> > >
Does anybody know a command line tool (linux or windows) that can compare 2 XML files. There's only 1 extra requirement that makes it a bit more
complicated: the order of attributes or elements within an element is of no importance, and so the tool should still report that 2 XML files are equal even though the order is different.
Corno
Is the generic problem of comparing two unordered labeled trees
NP-complete? I think it had been proven to be NP-complete.
It would seem to me that it's not; you could first write them in (a)

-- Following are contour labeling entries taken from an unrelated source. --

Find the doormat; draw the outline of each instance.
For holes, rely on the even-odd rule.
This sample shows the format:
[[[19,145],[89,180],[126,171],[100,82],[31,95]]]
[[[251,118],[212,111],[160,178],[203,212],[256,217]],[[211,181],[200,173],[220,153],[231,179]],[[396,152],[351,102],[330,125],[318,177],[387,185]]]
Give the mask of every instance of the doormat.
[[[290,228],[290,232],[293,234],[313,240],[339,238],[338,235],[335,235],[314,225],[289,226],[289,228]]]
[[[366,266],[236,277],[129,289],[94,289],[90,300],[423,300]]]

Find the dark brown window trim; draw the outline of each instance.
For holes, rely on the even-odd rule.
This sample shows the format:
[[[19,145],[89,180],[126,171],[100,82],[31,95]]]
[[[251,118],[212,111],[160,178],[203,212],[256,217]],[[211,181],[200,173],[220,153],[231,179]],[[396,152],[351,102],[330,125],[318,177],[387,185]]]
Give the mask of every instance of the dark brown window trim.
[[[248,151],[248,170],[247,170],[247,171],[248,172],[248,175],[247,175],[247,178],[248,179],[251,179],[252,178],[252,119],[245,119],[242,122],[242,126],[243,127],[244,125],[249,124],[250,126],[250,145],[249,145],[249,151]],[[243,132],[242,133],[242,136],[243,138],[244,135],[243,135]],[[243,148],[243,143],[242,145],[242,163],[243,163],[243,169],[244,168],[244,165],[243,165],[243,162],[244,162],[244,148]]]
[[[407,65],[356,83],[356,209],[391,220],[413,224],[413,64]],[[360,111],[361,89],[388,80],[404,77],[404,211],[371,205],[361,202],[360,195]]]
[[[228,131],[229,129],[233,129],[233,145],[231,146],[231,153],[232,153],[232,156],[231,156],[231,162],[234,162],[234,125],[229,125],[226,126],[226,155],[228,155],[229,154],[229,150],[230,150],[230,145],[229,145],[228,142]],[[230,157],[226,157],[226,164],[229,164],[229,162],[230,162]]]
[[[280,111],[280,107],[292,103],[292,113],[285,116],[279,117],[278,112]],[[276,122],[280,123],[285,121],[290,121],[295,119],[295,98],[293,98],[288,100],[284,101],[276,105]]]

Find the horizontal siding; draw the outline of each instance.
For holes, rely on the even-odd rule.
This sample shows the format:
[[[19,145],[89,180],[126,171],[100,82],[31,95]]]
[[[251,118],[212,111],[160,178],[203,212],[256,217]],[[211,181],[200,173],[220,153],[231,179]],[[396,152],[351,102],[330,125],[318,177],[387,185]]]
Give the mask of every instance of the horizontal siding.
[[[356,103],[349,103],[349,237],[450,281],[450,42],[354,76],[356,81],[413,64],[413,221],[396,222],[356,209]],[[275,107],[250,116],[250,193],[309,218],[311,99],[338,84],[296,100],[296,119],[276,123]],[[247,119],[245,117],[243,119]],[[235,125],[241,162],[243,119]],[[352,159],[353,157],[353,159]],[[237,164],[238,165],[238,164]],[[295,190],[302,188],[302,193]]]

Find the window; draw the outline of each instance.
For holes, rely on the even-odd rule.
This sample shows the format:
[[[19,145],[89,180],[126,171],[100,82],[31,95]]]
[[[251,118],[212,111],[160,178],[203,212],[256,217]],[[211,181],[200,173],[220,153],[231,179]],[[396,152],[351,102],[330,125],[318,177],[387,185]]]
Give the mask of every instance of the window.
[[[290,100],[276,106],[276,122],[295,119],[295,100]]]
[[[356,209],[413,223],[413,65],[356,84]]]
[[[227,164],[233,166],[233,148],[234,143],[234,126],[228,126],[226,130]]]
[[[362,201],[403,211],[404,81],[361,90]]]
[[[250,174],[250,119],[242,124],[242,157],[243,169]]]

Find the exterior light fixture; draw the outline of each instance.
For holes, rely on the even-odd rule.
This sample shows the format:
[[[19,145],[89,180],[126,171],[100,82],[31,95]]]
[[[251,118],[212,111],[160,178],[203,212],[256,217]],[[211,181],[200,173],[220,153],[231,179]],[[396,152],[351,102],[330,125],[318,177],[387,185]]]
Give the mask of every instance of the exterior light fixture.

canonical form and then compare them.
Corno
You said order of ELEMENTS doesn't matter too.
EX:
<a>
<c/>
<b>
<c/>
</b>
<b>
<d/>
</b>
</a>
and
<a>
<b>
<d/>
</b>
<c/>
<b>
<c/>
</b>
</a>
are equal (per your first e-mail)
So simple canonicalization is not going to help you as it doesn't
change the order of elements.
In other hand to compare two elements which have children
but have same name and same set of attributes you will run into same
tree comparison problem (you have to compare two subtrees of these
elements).
Anyway I should have been more clear in my first post
It has been proven that computing the edit distance for unordered
labeled trees is NP-complete.
Zhang, R. Statman, D. Shasha, "On the editing distance between
unordered labeled trees",
It seems you are interested only in matching two unordered labeled
trees.
(Which is actually making sure that editing distance is zero).
This task could be easier, but I'm not sure about that.